The output of the above code is as follows.

problem is DCP: False
problem is DCCP: True
iteration= 1 cost value =  1.38578967145 tau =  0.005
iteration= 2 cost value =  1.41421356224 tau =  0.006
iteration= 3 cost value =  1.41421356224 tau =  0.0072
========================
x = [[  4.84999696e-11]
 [  4.84999696e-11]]
y = [[ 1.]
 [ 1.]]
cost value = 1.41421356224

The solutions obtained by DCCP depend heavily on the initial point the CCP algorithm starts from. By default the algorithm starts from a random initial point. You can specify an initial point manually by setting the value field of the problem variables.

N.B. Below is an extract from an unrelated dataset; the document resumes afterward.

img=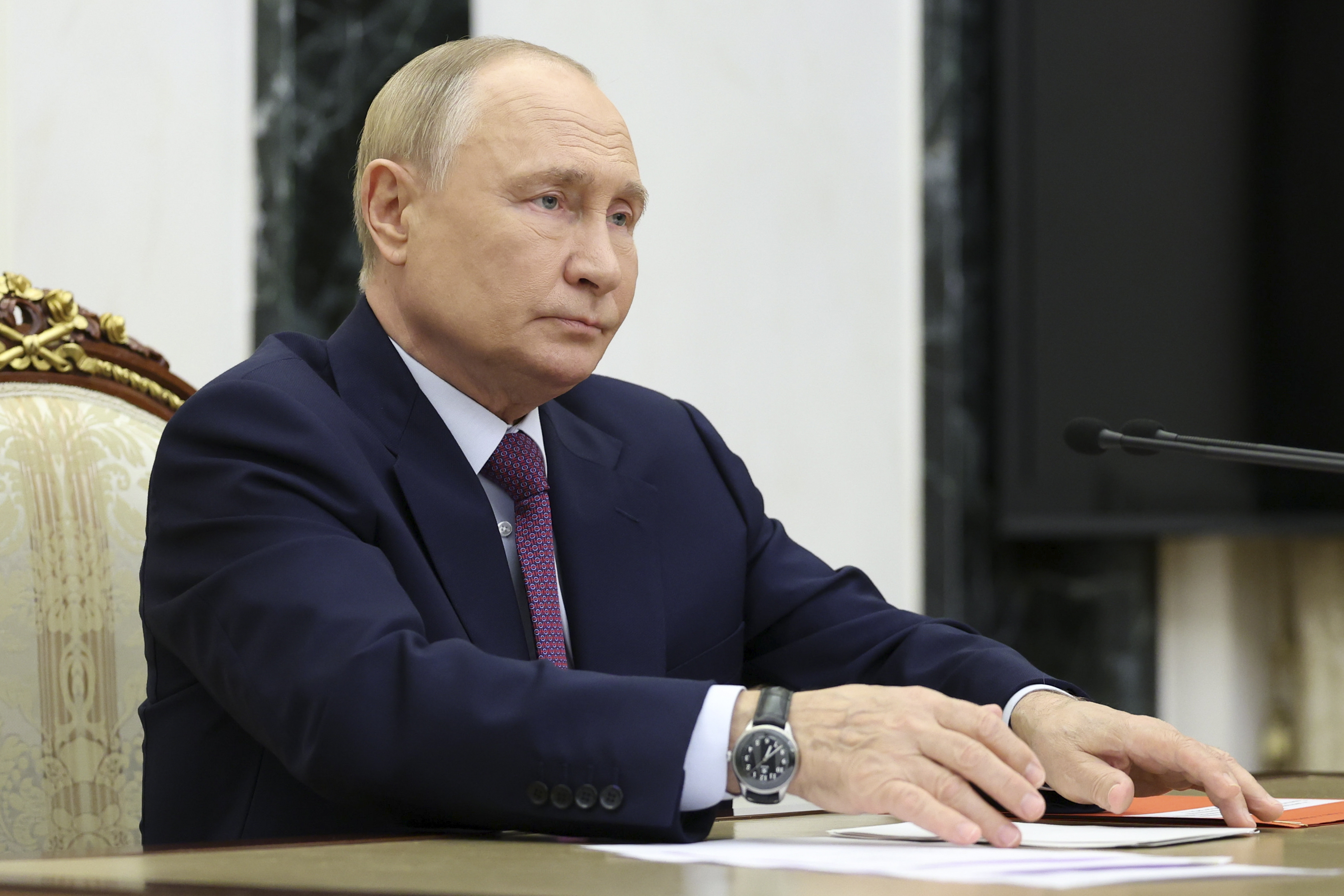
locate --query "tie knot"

For example, the following code runs the CCP algorithm with the specified initial values for x and y:

x.value = numpy.array([1,2])
y.value = numpy.array([-1,1])
result = myprob.solve(method = 'dccp')

Functions and attributes

  • is_dccp(problem) returns a boolean indicating if an optimization problem satisfies DCCP rules.
  • expression.grad returns a dictionary of the gradients of a DCP expression w.r.t. its variables at the points specified by variable.value. (This attribute is also in the core CVXPY package.)
  • expression.domain returns a list of constraints describing the domain of a DCP expression. (This attribute is also in the core CVXPY package.)
  • linearize(expression) returns the linearization of a DCP expression at the point specified by variable.value.
  • convexify_obj(objective) returns the convexified objective of a DCCP objective.
  • convexify_constr(constraint) returns the convexified constraint (without slack variables) of a DCCP constraint, and if any expression is linearized, its domain is also returned.

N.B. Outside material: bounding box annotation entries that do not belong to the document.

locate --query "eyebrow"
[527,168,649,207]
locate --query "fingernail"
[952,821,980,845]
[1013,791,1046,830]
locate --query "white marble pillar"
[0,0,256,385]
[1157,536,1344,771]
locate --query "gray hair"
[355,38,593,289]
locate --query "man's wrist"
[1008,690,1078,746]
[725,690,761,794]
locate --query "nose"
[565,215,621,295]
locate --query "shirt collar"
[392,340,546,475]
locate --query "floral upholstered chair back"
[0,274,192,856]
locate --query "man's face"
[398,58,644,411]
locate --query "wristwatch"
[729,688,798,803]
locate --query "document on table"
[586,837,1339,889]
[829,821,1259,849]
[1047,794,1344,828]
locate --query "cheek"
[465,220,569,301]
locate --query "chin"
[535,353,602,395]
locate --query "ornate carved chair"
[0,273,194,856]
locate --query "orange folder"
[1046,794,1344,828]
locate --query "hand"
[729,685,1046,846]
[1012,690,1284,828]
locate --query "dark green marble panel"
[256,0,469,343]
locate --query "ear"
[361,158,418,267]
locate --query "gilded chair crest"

Constructing and solving problems

The components of the variable, the objective, and the constraints are constructed using standard CVXPY syntax. Once the user has constructed a problem object, they can apply the following solve method:

  • problem.solve(method = 'dccp') applies the CCP heuristic, and returns the value of the cost function, the maximum value of the slack variables, and the value of each variable. Additional arguments can be used to specify the parameters.

Solve method parameters:

  • The max_iter parameter sets the maximum number of iterations in the CCP algorithm. The default is 100.
  • The tau parameter trades off satisfying the constraints and minimizing the objective. Larger tau favors satisfying the constraints. The default is 0.005.
  • The mu parameter sets the rate at which tau increases inside the CCP algorithm. The default is 1.2.
  • The tau_max parameter upper bounds how large tau can get. The default is 1e8.
  • The solver parameter specifies what solver to use to solve convex subproblems.
  • The ccp_times parameter specifies how many random initial points to run the algorithm from. The default is 1.

Any additional keyword arguments will be passed to the solver for convex subproblems. For example, warm_start=True will tell the convex solver to use a warm start.